Non-browser Identity Verification
mart at degeneration.co.uk
Wed May 18 02:24:56 PDT 2005
The current scheme is (as far as I can see) bound to the browser. If
this is to become some amazing used-everywhere identity system, I think
it's important to support non-browser-based auth too. I suspect it might
already be supported in some sense, but let's think about it a little
An example of the kind of scenario I have in mind is a local application
which will ultimately be submitting something to a server with an OpenID
identity attached. For the sake of example, let's say that we're
submitting some changes to MusicBrainz (<http://www.musicbrainz.org/>)
from our media player, which is not a browser. In my hypothetical
example world, MusicBrainz now allows OpenID identities to make changes
without having to create a MusicBrainz account, and changes can be made
both from the browser interface and through an API.
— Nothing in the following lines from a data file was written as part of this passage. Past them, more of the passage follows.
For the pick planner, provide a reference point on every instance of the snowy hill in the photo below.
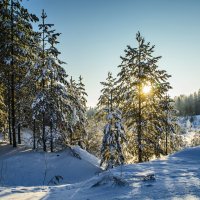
(23, 167)
(175, 177)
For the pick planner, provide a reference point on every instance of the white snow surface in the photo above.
(175, 177)
(24, 167)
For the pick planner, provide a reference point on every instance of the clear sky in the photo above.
(96, 32)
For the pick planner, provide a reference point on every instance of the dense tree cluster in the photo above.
(188, 105)
(35, 91)
(134, 109)
(140, 91)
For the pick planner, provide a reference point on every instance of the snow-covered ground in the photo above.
(175, 177)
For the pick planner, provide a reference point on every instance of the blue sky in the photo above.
(96, 32)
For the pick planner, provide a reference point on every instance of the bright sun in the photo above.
(146, 89)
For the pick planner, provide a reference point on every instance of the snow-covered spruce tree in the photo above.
(77, 120)
(94, 128)
(15, 45)
(114, 136)
(141, 108)
(52, 103)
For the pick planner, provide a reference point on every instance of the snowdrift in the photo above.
(174, 177)
(22, 167)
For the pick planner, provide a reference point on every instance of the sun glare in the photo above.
(146, 89)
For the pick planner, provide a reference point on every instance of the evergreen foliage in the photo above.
(188, 105)
(114, 136)
(144, 112)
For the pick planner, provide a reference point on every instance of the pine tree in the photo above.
(15, 45)
(141, 109)
(114, 135)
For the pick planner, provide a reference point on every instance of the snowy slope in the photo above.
(175, 177)
(23, 167)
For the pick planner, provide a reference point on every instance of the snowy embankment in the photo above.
(23, 167)
(175, 177)
(190, 126)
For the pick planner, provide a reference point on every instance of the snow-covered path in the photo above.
(176, 177)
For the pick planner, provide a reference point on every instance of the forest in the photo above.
(188, 105)
(134, 121)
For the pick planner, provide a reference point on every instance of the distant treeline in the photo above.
(188, 105)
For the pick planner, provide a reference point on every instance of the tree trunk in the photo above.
(139, 134)
(19, 133)
(13, 81)
(34, 145)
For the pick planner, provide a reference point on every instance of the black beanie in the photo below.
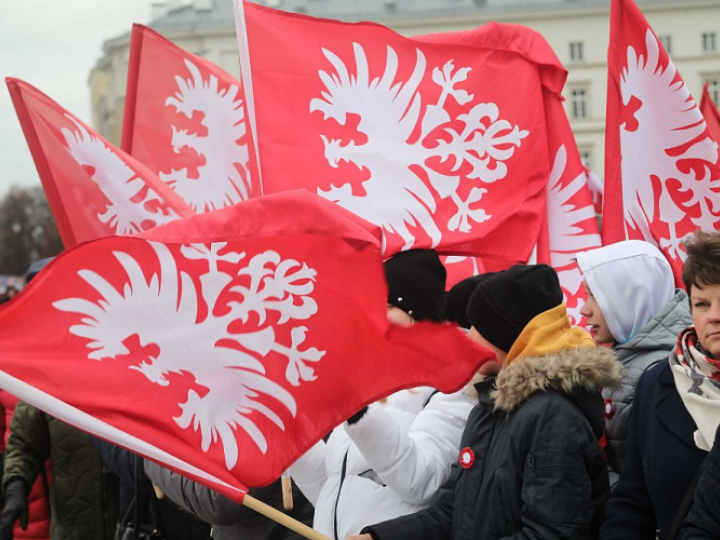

Of course, the system as currently designed relies on some token (which
is probably a cookie) going to the identity server. If it's all
happening server-side, this won't happen, so there still needs to be a
client-side step where the user dances off to their identity server,
proves they are the correct person by logging in, and thus approves the
transaction. The client will be doing HTTP behind the scenes, but has no
browser interface. It also probably won't have access to the browser's
Cookies. What are the options here?
An obvious enhancement that springs to mind is to have the identity
server request HTTP auth if it cannot identify the user by the included
cookies. Since HTTP auth is machine-understandable, a client could then
provide an interface to enter the relevant auth details and then
everything else proceeds as normal.
Assuming I'm not missing something (which is possible, since I've not
actually made any practical use of Yadis yet) once the authentication is
complete the rest of the process can proceed as normal and the client
can retain the digest to be submitted to the server later. In my
modified scenario, the client application takes the role of the client
and most of the helper, but the actual server behind the scenes will
eventually do the key validation stuff before committing the changes.
Does this sound sensible, or have I missed an important detail?
As ever, alternative approaches are welcomed.